The resulting system effectively models diagram generation as a compilation process, where the compilation target is a constrained optimization problem rather than (say) a binary executable or a static image.  Once compiled, this problem can be used and \emph{reused} to generate visual diagrams; \cref{fig:HighLevelPipeline} illustrates the high-level system flow.  From a programming language point of view, a mapping expressed in this framework defines an \emph{executable visual semantics}. That is, it gives a specific, visual, and computable interpretation to what were previously just abstract logical relationships.

\subsection{Language-Based Specification}
\label{sec:LanguageBasedSpecification}

\begin{figure}
   \centering
   %\includegraphics{assets/penroseRetargeting.pdf}
   \begin{minipage}[c]{.30\linewidth}
   \caption{By specifying diagrams in terms of abstract relationships rather than explicit graphical directives, they are easily adapted to a wide variety of use cases.  Here we use identical \Penrose{} code to generate ray tracing diagrams for several targets (\cref{sec:RayTracing}). The \Style{} program for this domain makes use of a plugin that expands the regular expression for light paths based on the canvas size, \ie small canvases get fewer bounces in the light path. Though the arrangement and number of objects changes in each example, the meaning remains the same.\label{fig:Retargeting}}
  \end{minipage}\hfill
  \begin{minipage}[c]{.6\linewidth}
   \begin{overpic}{assets/penrose/Retargeting.pdf}
      \put(60,15) {\parbox{2in}{
         \texttt{\textbf{PathType} t} \\
         \texttt{\textbf{HasForm}(t,"L(D|S)S*E")} \\
         \texttt{\textbf{Path} p := \textbf{Sample}(t)}
      }}
   \end{overpic}
   \end{minipage}
\end{figure}


A major decision in \Penrose{} is to use programming languages to specify both abstract objects and their visual representation.  Graphical (\eg sketch-based) specification would demand that users already know how to visualize abstract ideas, and it ties abstract content to one specific visual representation, which conflicts with \ref{gol:ManyViz}.  A language-based specification provides the level of abstraction needed to separate content from visualization.

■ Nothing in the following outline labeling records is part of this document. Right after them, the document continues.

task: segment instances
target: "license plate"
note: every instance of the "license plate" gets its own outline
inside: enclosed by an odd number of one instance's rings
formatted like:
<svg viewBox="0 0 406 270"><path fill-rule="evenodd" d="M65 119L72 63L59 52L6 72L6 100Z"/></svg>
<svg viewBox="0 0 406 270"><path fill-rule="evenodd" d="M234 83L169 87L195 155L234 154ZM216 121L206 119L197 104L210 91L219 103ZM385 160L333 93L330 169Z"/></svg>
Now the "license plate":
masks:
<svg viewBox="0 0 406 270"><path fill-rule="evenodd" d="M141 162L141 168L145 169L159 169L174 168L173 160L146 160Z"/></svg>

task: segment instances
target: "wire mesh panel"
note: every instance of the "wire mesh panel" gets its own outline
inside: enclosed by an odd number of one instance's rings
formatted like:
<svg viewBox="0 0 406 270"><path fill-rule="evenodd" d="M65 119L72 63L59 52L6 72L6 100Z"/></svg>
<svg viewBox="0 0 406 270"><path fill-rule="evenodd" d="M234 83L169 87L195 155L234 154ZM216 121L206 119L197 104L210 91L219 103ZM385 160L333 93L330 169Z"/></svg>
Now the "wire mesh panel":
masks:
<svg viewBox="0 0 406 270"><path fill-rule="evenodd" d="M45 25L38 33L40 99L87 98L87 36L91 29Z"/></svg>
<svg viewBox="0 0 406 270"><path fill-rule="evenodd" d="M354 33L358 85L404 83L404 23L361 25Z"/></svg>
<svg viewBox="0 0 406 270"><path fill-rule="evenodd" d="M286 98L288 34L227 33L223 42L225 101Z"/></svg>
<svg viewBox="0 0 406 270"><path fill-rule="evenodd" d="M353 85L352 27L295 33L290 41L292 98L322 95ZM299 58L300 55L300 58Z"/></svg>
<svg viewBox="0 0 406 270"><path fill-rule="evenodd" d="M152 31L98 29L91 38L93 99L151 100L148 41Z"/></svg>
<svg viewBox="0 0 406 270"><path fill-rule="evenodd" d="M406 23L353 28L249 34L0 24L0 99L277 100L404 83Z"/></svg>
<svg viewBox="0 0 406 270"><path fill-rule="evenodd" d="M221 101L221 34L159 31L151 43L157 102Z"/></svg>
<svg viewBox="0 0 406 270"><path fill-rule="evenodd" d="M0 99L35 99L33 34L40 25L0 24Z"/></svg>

This technique supports \ref{gol:FamiliarNotation}, since language is the most common means by which ideas are expressed.  From a system design point of view, a language-based encoding provides a unified representation for identifying and transforming abstract objects throughout the pipeline.  Moreover, a language-based interface makes it easy for \Penrose{} to provide a \emph{platform} on which other diagramming tools can be built (as in \cref{sec:DevelopmentEnvironment} or \cref{sec:LargeScaleDiagramGeneration}).  One trade-off is that a language-based approach requires users to express themselves in formal mathematical or computational language, making it more difficult for (say) visual artists and designers to contribute new representations.

\begin{figure}[b]
% \vspace{-\baselineskip}
  \begin{minipage}[c]{.35\linewidth}
    \caption{Most \Penrose{} users need only use the \Substance{} language, but can benefit from packages written by more expert \Domain{} and \Style{} programmers. This is similar to the \TeX ecosystem, where most users only write documents, but benefit from expert-authored packages.\label{fig:NoviceExpertUsers}}
  \end{minipage}\hfill
  \begin{minipage}[c]{.55\linewidth}
     \includegraphics[scale=1.5]{assets/penrose/NoviceExpertUsers.pdf}
  \end{minipage}\hfill
\end{figure}

A secondary decision is to split specification of abstract content and visualization across two domain-specific languages: \Substance{} and \Style{}.  A good analogy is the relationship between HTML \cite{BernersLee:1995:HML}, which specifies content, and CSS~\cite{Lie:2005:CSS}, which describes how it is rendered.  A schema called \Domain{} (analogous to XML or JSON schemas) defines the domain of interest, supporting \ref{gol:NoFixedDomains}. A detailed walkthrough of an example trio of \Domain{}, \Substance{}, and \Style{} is included in \cref{app:penrose-trio-walkthrough}.  In line with \ref{gol:ManyViz}, this division allows the same styles to be reused for different content, and likewise, the same content to be displayed in many different styles.  Our goal is for this division to support an ecosystem where novice users can benefit from packages written by more experienced developers (\cref{fig:NoviceExpertUsers}).  Finally, as in mathematics, the ability to adopt user-defined, domain-specific notation (\cref{sec:MathematicalDomain}) enables efficient expression of complex relationships in a way that is both concise and easy to understand~\cite{Kosar:2012:PCD}.  Encoding ideas directly in the idiom of a problem domain often results in better program comprehension than (say) a sequence of library calls in a general-purpose language~\cite{van_deursen_domain-specific_2000}.  We discuss the scope and limitations of our languages in~\cref{sec:DiscussionandFutureWork}.





\subsubsection{Diagramming Domain (\Domain{})}
\label{sec:MathematicalDomain}

\begin{figure}
   \begin{minipage}[c]{.35\columnwidth}
      \vspace{5\baselineskip}\caption{One benefit of a unified framework is that different domains are easily combined.  Here, two existing packages (for meshes and set theory) were combined to illustrate that a simplicial complex \figloc{(left)} is closed with respect to taking subsets \figloc{(right)}.\label{fig:DomainInterop}}
   \end{minipage}\hfill
   \begin{minipage}[c]{.55\columnwidth}
  \includegraphics[width=\textwidth]{assets/penrose/domain-interop.pdf}
   \end{minipage}\vspace{-\baselineskip}
\end{figure}

One of our primary goals (\ref{gol:NoFixedDomains}) is to build a unified system for diagramming, rather than to focus on specific domains (as in, say, \emph{GraphViz}~\cite{Graphviz} or \emph{GroupExplorer}~\cite{GroupExplorer}).  A unified design enables objects from different domains to coexist in the same diagram, often by doing little more than concatenating source files (\cref{fig:DomainInterop}).  Moreover, effort put into (say) improving system performance or rendering quality is amortized across many different domains.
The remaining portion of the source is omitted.